Sociedade | 05-06-2026 10:00

Falta de médicos de família é doença sem cura à vista no Vale do Tejo

Falta de médicos de família é doença sem cura à vista no Vale do Tejo
Falta de médicos no Vale do Tejo reflecte-se na redução do número de consultas presenciais nos cuidados de saúde primários - foto arquivo O MIRANTE

A Unidade Local de Saúde Estuário do Tejo é a que tem menor percentagem de utentes com médico de família a nível nacional. Médio Tejo e Lezíria do Tejo também estão abaixo da média nacional. Falta de médicos leva a quebra no número de consultas presenciais.

O relatório de monitorização da Entidade Reguladora da Saúde (ERS) sobre os Cuidados de Saúde Primários (CSP) em 2024 e 2025 revela que, em Dezembro 2025, 85,3% dos utentes inscritos em Portugal continental tinham médico de família atribuído, valor próximo do registado em 2024 (85,4%). Mas as disparidades a nível do território são evidentes e a região do Vale do Tejo e Oeste é das que fica pior na fotografia.
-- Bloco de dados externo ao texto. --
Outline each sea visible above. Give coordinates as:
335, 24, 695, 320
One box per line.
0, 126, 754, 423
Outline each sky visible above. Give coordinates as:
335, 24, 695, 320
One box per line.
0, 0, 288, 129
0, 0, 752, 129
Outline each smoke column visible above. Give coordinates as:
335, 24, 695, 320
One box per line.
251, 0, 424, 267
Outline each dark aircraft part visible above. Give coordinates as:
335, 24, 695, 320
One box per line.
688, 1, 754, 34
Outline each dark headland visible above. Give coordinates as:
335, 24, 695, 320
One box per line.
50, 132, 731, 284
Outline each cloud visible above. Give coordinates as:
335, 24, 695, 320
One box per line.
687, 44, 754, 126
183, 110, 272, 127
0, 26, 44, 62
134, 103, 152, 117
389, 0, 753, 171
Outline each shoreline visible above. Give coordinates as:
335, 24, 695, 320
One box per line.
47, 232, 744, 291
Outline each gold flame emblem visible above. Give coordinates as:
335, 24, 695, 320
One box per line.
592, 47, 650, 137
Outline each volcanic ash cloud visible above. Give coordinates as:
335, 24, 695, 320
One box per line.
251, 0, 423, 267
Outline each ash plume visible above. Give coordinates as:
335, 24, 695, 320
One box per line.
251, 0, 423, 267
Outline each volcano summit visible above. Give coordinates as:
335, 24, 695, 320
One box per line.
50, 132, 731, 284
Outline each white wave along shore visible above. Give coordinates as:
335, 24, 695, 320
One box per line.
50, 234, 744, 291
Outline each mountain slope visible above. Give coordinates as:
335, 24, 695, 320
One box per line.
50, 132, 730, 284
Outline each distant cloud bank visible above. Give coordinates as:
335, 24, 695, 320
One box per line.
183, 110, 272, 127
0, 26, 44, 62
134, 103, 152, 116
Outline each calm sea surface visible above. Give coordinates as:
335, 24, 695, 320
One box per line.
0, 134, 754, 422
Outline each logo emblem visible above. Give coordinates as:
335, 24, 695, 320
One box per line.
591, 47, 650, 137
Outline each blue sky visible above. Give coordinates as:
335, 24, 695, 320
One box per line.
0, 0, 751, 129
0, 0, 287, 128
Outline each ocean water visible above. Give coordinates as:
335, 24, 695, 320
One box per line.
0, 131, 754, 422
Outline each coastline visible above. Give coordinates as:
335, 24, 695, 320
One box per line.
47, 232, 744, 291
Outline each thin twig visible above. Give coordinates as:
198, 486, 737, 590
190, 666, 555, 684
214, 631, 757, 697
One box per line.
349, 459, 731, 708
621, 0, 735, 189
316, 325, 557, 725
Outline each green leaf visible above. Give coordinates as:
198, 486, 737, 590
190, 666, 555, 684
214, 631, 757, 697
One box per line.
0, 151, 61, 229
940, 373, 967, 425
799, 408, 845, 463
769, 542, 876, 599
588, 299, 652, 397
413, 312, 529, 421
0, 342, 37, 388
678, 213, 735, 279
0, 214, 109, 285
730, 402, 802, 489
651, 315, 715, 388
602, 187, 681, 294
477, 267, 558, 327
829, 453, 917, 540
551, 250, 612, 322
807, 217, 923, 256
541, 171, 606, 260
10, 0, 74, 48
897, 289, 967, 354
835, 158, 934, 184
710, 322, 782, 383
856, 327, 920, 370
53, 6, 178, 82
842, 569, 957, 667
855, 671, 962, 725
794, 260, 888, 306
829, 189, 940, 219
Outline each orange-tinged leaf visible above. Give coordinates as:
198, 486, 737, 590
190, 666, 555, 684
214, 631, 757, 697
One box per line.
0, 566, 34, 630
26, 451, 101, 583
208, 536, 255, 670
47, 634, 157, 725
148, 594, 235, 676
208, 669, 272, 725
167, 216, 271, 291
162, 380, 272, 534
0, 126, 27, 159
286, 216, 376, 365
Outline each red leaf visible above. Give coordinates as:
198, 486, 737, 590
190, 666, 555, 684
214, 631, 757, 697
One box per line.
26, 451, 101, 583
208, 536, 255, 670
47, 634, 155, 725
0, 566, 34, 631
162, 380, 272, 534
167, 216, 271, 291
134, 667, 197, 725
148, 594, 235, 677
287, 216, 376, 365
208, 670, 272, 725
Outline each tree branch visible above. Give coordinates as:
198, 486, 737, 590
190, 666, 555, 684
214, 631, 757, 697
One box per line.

As Unidades Locais de Saúde (ULS) do Oeste (53,4%) e do Estuário do Tejo (53,2%) – e mesmo assim subiu 3,2% de 2024 para 2025 - são as que têm menor percentagem de utentes com médico de família a nível nacional. A percentagem de utentes com médico de família regrediu também no Médio Tejo, de 71,1% para 67,5%, e na Lezíria do Tejo, de 82,1% para 80,7%, estando ambas as ULS abaixo da média nacional nesse indicador.
Se várias Unidades Locais de Saúde (ULS) apresentam valores acima da média nacional, com níveis de cobertura próximos ou iguais a 100%, como Tâmega e Sousa (100,0%), Barcelos/Esposende (100,0%), Baixo Mondego (99,4%) ou Médio Ave e Alto Minho (ambas com 99,3%), as ULS do Oeste e do Estuário do Tejo estão no fim da tabela, seguindo-se as ULS da Arrábida (62,1%), Arco Ribeirinho (64,9%) e Amadora/Sintra (66,3%), todas na zona de Lisboa, a mais afectada por essa situação.
Quebra nas consultas presenciais em todo o Vale do Tejo
De 2024 para 2025 verificou-se também uma redução das consultas presenciais nos centros de saúde das ULS desta região – Médio Tejo, Lezíria do Tejo e Estuário do Tejo -, acompanhando a tendência nacional, com destaque pela negativa para o Médio Tejo, que também registou quebra no número de consultas, ao contrário da tendência nacional de crescimento das consultas remotas e domiciliárias.
No Médio Tejo, de 2024 para 2025, as consultas presenciais decresceram de 330.846 para 325.106; as consultas não presenciais reduziram residualmente, de 238.712 para 238.469; e as consultas ao domicílio diminuíram de 1.883 para 1526. Já a Lezíria do Tejo reduziu nas consultas presenciais (de 402.167 para 382.627), mas subiu de 244.560 para 255.250 nas consultas não presenciais e de 2.920 para 3.180 nas consultas médicas ao domicílio.
Na ULS Estuário do Tejo registou-se igualmente uma descida nas consultas presenciais, de 343.347 para 323.049 nos últimos dois anos, mas verificou-se um aumento das consultas não presenciais, de 215.635 para 235.094, e ao domicílio, de 1.315 para 1.735.
A nível nacional, entre 2024 e 2025 registou-se uma redução de 4% no número total de consultas médicas presenciais nos cuidados de saúde primários, correspondendo a menos 767.413 consultas no período em análise. Ao nível das ULS, verificou-se uma diminuição da atividade em 35 das 39 unidades, evidenciando uma tendência generalizada de redução, ainda que com diferente expressão entre unidades. As reduções mais expressivas ocorreram nas ULS da Região de Aveiro (-16,8%), Médio Ave (-9,7%) e de São João (-9,6%).